Culture

6 Regional Dishes That Could Only Come From the UK

The sun never sets on creamed sweetbreads and haggis pumpkin pie

By Daryn Wright


Published on November 18, 2016

The most common insult hurled against British food is that everything, from the vegetables to the meat, has been boiled to death, sapped of all flavor and joy. But once you move past the mushy pea stereotypes, it's easy to realize that real British cooking is anything but.

The history of British cuisine is long and storied, and if you go back far enough—think 43 CE, when the Romans brought over Mediterranean fare and new ingredients like cherries, pears, and fennel—the narrative of a changing food culture begins to reveal itself. That's the narrative that food writer (and SAVEUR founding editor) Colman Andrews explores in his new cookbook, The British Table: A New Look at the Traditional Cooking of England, Scotland, and Wales. Along with debunking the myth of bland British cooking, Andrews illustrates how British cuisine has changed over time, and how contemporary cooks are putting British cuisine on the map again.

In addition to modernized recipes from Great Britain, The British Table includes a few classic dishes that could really only exist in the UK. They range from creamed sweetbreads to deviled kidneys to a Scottish version of pumpkin pie flavored, because Scotland, with Haggis. Here are a few of those only-in-the-UK dishes for you to dig into.

Cullen Skink

Skink is a type of soup flavored with beef shin, or other types of meaty leg bones. This version of the funny-sounding soup is made with smoked haddock, or finnan haddie, as fish was more common in the place of the soup's namesake, the village of Cullen on Scotland's Moray Firth. Milk and clotted cream are heated, then fish trimmings are steeped to flavor the broth, which is served with broiled mashed potatoes, cubes of fish, and parsley.

Hindle Wakes

Hindle Wakes is an old hen stuffed with prunes, steamed, then served with lemon sauce. Traditionally, it comes from the Lancashire region, imported by Flemish weavers back in the 14th century.
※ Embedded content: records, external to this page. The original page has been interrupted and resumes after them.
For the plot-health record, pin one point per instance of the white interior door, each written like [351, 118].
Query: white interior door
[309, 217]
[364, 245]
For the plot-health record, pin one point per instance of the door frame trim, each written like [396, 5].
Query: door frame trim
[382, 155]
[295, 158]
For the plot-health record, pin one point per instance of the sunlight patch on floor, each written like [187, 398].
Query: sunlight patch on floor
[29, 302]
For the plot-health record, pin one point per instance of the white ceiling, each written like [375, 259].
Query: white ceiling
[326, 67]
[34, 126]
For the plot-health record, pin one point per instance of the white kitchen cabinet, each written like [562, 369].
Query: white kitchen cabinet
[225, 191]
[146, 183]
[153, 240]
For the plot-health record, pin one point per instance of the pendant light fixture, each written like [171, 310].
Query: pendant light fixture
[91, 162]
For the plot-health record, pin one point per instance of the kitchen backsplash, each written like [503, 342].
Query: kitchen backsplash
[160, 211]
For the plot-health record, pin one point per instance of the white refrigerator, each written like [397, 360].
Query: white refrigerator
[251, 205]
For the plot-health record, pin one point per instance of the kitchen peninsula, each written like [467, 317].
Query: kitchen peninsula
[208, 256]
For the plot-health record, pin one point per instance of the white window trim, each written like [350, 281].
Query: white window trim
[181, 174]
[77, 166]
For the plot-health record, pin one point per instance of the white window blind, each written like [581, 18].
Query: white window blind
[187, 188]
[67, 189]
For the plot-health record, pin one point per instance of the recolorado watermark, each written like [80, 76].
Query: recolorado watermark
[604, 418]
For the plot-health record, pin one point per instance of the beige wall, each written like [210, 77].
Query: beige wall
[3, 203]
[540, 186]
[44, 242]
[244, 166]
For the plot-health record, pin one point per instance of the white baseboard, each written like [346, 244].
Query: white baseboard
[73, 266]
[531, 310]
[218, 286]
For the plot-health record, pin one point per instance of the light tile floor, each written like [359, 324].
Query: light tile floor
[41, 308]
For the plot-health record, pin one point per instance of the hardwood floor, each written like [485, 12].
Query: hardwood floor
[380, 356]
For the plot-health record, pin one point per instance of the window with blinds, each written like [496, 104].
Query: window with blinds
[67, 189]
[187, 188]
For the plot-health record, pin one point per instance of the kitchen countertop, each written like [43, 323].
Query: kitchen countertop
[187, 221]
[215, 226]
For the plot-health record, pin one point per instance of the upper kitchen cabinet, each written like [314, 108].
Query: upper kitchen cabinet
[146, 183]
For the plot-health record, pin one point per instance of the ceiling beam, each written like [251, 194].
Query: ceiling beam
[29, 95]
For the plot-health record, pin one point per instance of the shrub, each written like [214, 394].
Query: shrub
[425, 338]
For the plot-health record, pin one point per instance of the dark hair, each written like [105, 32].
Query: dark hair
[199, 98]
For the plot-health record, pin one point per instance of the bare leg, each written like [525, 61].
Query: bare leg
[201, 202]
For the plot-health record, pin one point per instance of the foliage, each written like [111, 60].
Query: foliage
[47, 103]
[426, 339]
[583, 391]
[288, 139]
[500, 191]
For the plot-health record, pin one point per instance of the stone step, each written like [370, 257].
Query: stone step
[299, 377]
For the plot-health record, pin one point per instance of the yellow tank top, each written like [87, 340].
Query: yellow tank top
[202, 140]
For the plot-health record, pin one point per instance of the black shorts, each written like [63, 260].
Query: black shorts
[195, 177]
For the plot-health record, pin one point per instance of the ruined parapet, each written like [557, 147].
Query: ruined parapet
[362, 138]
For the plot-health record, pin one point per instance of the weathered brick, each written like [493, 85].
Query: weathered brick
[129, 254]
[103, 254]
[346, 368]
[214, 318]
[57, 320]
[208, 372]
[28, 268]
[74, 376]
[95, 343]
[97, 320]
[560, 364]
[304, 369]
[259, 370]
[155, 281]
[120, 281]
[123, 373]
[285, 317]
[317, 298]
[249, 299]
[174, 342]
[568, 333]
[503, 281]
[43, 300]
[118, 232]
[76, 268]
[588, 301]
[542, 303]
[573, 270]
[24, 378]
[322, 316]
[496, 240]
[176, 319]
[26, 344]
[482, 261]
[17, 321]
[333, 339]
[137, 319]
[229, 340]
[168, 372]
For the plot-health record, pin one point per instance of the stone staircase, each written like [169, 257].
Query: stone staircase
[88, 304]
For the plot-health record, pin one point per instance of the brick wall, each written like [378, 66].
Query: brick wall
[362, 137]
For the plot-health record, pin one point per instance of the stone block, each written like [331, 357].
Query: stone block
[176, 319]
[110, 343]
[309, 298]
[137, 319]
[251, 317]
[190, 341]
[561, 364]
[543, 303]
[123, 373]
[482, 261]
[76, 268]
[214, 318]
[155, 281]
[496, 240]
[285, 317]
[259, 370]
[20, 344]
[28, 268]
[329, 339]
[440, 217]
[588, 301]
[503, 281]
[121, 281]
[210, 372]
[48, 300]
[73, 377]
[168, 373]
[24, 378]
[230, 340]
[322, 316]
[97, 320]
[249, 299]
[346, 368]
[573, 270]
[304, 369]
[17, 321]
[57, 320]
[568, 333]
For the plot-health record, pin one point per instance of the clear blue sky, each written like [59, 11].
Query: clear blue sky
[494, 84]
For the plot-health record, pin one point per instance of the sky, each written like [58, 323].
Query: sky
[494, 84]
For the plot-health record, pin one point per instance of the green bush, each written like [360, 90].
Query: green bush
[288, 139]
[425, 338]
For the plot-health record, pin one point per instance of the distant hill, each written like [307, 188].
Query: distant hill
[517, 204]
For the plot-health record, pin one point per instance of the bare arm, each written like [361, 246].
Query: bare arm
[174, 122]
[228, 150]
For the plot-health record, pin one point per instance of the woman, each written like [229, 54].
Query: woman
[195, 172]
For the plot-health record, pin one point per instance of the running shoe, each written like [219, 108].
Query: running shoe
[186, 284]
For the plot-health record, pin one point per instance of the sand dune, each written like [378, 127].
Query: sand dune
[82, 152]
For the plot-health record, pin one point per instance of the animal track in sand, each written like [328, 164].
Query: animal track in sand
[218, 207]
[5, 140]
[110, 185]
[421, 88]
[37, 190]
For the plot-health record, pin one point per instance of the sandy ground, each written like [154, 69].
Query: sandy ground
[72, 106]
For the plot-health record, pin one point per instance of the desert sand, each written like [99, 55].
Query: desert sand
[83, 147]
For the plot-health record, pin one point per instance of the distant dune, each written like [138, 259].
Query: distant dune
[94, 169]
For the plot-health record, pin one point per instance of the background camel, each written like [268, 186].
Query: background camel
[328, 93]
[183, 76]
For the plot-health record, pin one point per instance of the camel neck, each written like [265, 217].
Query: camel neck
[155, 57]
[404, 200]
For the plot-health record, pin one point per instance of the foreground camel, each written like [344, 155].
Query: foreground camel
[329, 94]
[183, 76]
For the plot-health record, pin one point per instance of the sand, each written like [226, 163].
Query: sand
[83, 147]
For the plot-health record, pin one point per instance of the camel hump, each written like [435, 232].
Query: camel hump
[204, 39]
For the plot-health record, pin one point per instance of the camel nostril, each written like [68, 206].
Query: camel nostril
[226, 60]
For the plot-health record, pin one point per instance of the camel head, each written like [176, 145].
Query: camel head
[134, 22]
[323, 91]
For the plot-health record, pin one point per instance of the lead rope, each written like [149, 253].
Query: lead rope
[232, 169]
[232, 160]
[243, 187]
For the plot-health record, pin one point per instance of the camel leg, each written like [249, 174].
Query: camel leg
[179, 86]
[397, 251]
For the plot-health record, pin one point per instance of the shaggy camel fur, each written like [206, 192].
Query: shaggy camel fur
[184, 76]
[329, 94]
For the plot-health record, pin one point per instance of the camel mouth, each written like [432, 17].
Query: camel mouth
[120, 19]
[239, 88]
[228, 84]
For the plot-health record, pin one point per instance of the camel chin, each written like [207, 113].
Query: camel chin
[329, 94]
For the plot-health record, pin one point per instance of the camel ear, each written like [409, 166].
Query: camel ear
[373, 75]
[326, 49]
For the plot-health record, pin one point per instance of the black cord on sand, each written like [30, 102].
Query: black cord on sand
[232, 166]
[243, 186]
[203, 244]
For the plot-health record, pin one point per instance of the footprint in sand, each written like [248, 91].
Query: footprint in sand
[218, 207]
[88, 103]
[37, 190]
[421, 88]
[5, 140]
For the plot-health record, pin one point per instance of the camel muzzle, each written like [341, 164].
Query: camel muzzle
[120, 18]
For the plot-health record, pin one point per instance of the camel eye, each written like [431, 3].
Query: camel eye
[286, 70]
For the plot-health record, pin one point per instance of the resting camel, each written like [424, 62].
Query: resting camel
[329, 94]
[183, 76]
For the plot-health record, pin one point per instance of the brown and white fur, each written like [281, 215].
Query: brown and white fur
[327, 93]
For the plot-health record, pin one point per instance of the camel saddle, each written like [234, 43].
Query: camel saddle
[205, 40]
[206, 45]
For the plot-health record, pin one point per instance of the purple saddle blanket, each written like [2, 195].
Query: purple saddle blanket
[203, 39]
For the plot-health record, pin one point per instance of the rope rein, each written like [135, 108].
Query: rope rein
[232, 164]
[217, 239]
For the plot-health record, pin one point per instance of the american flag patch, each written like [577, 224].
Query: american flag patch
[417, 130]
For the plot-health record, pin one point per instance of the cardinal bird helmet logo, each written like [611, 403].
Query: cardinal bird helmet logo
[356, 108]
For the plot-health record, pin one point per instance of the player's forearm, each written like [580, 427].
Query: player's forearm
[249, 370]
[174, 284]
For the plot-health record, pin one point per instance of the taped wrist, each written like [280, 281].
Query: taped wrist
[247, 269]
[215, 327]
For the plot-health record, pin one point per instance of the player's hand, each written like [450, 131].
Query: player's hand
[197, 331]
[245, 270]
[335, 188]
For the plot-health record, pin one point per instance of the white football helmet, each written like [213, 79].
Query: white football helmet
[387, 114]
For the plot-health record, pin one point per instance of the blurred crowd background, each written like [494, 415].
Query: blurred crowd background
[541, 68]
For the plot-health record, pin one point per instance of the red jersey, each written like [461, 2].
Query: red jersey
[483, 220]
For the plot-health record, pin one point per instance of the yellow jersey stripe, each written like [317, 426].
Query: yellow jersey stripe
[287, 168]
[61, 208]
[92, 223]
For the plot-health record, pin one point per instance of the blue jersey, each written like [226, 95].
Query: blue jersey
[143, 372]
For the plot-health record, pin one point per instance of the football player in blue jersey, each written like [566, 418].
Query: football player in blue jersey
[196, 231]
This dish, which calls for a stewing or boiling chicken, might be challenging for the home cook to recreate, but a large roasting chicken can be substituted if need be. Chicken is stuffed with chopped prunes and bread crumbs, placed in a rack in a large cooking pot, and steamed with lemony prune water.

Mince and Tatties

This dish almost plays out like a deconstructed Shepherd’s pie. Tatties—the Scottish word for potatoes—are served with a beef meatloaf-like preparation called a mince, in this case made with toasted oats, black pudding (blood sausage), and carrots. It's classical Scottish comfort food and the subject of several pieces of poetry.

Creamed Sweetbreads

Sweetbreads are the culinary name for a type of offal that comes from the thyroid gland of calves and lambs (and sometimes adult cows and pigs). Upscale chefs have done much in recent years to revive the glands' reputation, that's nothing compared to the British craze for them in the 18th and 19th centuries. Sweetbreads have a richer, sweeter taste than other parts of meat, and their natural creaminess takes well to a cream sauce with lemon, mustard, and parsley with a side of fried bread. As for the "bread" in sweetbread, it comes from the old English word for flesh, “bræd.”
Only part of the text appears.